In this title, Mickey ends up in a world populated by forgotten and abandoned creations, including his predecessor, Oswald the Lucky Rabbit. He is armed with a magic paintbrush that can use ink to repair structures, as well as vanquish foes with paint thinner. Mickey’s actions will have repercussions throughout the game, so he needs to be careful with his choices.
5 Jet Set Radio
The Sega Dreamcast’s life was very short, but it made an impact on the gaming community whose legacy can be felt today.
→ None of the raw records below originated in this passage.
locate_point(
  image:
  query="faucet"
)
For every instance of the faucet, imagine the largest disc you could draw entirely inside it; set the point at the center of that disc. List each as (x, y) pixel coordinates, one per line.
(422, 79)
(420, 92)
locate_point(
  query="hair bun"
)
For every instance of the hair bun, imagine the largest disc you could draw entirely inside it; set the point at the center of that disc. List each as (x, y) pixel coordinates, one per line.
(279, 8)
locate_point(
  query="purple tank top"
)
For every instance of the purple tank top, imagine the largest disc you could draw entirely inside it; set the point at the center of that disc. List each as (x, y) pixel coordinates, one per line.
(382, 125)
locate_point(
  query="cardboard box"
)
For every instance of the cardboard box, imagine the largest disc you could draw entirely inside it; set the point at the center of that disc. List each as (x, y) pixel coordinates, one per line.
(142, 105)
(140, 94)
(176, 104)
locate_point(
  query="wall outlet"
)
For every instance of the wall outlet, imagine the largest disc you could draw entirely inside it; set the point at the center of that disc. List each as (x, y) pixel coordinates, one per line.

It boasted a collection of diverse games, including the stylish Jet Set Radio, which came to the West as Jet Grind Radio.
The rollerblading band of graffiti artists known as the GGs must navigate the city streets of Tokyo-to, where they have to compete against rival street gangs and dodge the police to bring their art to the city. The cel-shaded graphics give the game a unique identity that still holds up today, and the soundtrack is infinitely replayable, bringing a mix of hip-hop and funk.
4 Drawn To Life: The Next Chapter (Wii)
Developer 5th Cell created Drawn To Life, a 2D platformer game where the hero and all the hero’s tools are created by whoever wields the DS stylus. The game spawned a SpongeBob-themed spinoff and a sequel for both the DS and the Wii.
The Wii version of Drawn to Life: The Next Chapter from Planet Moon Studios serves as an alternate timeline spinning off from the original game. While drawing with the Wii pointer controls does feel a little clunky, it gets the job done. Players even have the freedom to choose where the head and limbs are located on the character, so one can easily produce Mike Wazowski eating tacos for health.
The Wii U may be Nintendo’s lowest-selling console of all time (besides the Virtual Boy), but it did have a great first-party lineup of Nintendo games. It also was the console on which Splatoon, Nintendo’s juggernaut shooter franchise, premiered.
Splatoon is a multiplayer shooter that puts human-squid hybrids called Inklings in the middle of epic battles. The teams do not shoot each other with lead, though. They cover the arena with their respective ink colors to claim as much territory as possible. Inklings can transform into their squid form to swim through their color and travel faster, while the opponent’s ink color will slow them down. When the results screen shows an overhead of the map, it looks like Jackson Pollock had a field day.
2 Marc Ecko’s Getting Up: Contents Under Pressure
Artist and fashion designer Marc Ecko brought the world Marc Ecko’s Getting Up: Contents Under Pressure back in 2006. The game follows Trane, an aspiring graffiti artist in the city of New Radius, where police brutality and media propaganda run rampant.
Getting Up is all about navigating the city and fighting back against corruption with Trane’s art. He has a selection of samples to choose from before officially starting a mission. He can use his art to tag walls and vehicles, and is able to get to those hard-to-reach places, thanks to the game’s Prince of Persia-esque climbing mechanics.
1 De Blob
De Blob, developed by Blue Tongue Entertainment and published by the late THQ, follows a rebellious blob as he helps fight back against the INKT Corporation, which has sucked all the color out of the world and forced the citizens into cubicle jobs.
De Blob can absorb and mix different colors, then jump at a building and splat it with paint along to a jazz-infused soundtrack. The colors revitalize public spaces and bring individuality back to the city. What looks like a cute game about coloring buildings is actually a revolutionary manifesto.